Metadata-Version: 1.1
Name: azkaban
Version: 0.3.0
Summary: Azkaban CLI
Home-page: http://github.com/mtth/azkaban/
Author: Matthieu Monsch
Author-email: monsch@alum.mit.edu
License: MIT
Description: .. default-role:: code
        
        Azkaban
        =======
        
        A lightweight Azkaban_ client providing:
        
        * A `command line interface`_ to run jobs, upload projects, and much more.
        
          .. code:: bash
        
            $ azkaban upload my_project.zip
            Project my_project successfully uploaded (id: 1, size: 205kB, version: 1).
            Details at https://azkaban.server.url/manager?project=my_project
        
            $ azkaban run my_workflow
            Flow my_workflow successfully submitted (execution id: 1).
            Details at https://azkaban.server.url/executor?execid=1
        
        * A simple syntax_ to define workflows from a single python file.
        
          .. code:: python
        
            from azkaban import Job, Project
        
            project = Project('my_project')
            project.add_file('/path/to/bar.txt', 'bar.txt')
            project.add_job('bar', Job({'type': 'command', 'command': 'cat bar.txt'}))
        
        
        Installation
        ------------
        
        Using pip_:
        
        .. code:: bash
        
          $ pip install azkaban
        
        
        Command line interface
        ----------------------
        
        Once installed, the `azkaban` executable provides the following 
        commands:
        
        .. code:: bash
        
          azkaban (create | delete) [options]
          azkaban run [options] FLOW [JOB ...]
          azkaban upload [options] ZIP
        
        Running `azkaban --help` shows the full list of options.
        
        
        URLs and aliases
        ****************
        
        The previous commands all take a `--url`, or `-u`, option used to specify 
        where to find the Azkaban server (and which user to connect as).
        
        .. code:: bash
        
          $ azkaban create -u http://url.to.foo.server:port
        
        In order to avoid having to input the entire URL every time, it is possible to 
        defines aliases in `~/.azkabanrc`:
        
        .. code:: cfg
        
          [azkaban]
          default.alias = foo
          [alias]
          foo = http://url.to.foo.server:port
          bar = baruser@http://url.to.bar.server
        
        We can now interact directly with each of these URLs using the `--alias`, or 
        `-a` option followed by their corresponding alias.
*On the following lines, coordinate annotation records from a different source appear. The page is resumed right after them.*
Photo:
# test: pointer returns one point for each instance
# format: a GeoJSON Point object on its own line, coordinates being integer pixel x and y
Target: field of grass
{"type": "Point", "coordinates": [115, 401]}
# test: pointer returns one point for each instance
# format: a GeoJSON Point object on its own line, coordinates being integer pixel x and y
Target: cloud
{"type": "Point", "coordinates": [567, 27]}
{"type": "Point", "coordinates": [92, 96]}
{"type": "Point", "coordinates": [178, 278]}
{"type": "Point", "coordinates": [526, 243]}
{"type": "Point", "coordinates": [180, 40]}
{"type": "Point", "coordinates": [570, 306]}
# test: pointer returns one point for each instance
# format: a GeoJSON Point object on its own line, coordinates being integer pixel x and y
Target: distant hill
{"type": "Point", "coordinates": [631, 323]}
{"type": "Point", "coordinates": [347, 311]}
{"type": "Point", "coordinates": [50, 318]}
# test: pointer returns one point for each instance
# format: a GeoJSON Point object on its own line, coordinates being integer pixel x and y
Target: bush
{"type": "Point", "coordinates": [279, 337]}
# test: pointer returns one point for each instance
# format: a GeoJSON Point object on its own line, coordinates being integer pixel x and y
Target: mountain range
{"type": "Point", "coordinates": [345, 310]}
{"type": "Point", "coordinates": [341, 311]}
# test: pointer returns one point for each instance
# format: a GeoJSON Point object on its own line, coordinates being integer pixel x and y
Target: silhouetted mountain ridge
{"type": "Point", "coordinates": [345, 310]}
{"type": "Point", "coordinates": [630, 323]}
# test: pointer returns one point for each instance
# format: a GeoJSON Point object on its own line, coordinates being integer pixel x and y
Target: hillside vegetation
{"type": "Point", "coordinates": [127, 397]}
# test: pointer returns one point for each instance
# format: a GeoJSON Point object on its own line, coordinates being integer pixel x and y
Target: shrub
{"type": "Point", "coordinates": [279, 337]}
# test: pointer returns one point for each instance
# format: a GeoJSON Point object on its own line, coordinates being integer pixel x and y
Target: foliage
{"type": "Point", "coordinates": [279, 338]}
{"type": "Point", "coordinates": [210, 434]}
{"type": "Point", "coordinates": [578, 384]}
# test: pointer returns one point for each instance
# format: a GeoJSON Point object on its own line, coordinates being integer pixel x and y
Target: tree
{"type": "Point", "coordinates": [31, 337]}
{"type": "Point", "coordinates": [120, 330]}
Since we also specified a 
        default alias, it is also possible to omit the option altogether. As a result,
        the commands below are all equivalent:
        
        .. code:: bash
        
          $ azkaban create -u http://url.to.foo.server:port
          $ azkaban create -a foo
          $ azkaban create
        
        Finally, our session ID for a given URL is cached on each successful login, so 
        that we don't have to authenticate on every remote interaction.
        
        
        Examples
        ********
        
        * Creating and deleting projects:
        
          .. code:: bash
        
            $ azkaban create
            Project name: my_project
            Description [my_project]: Some interesting description.
            Project my_project successfully created.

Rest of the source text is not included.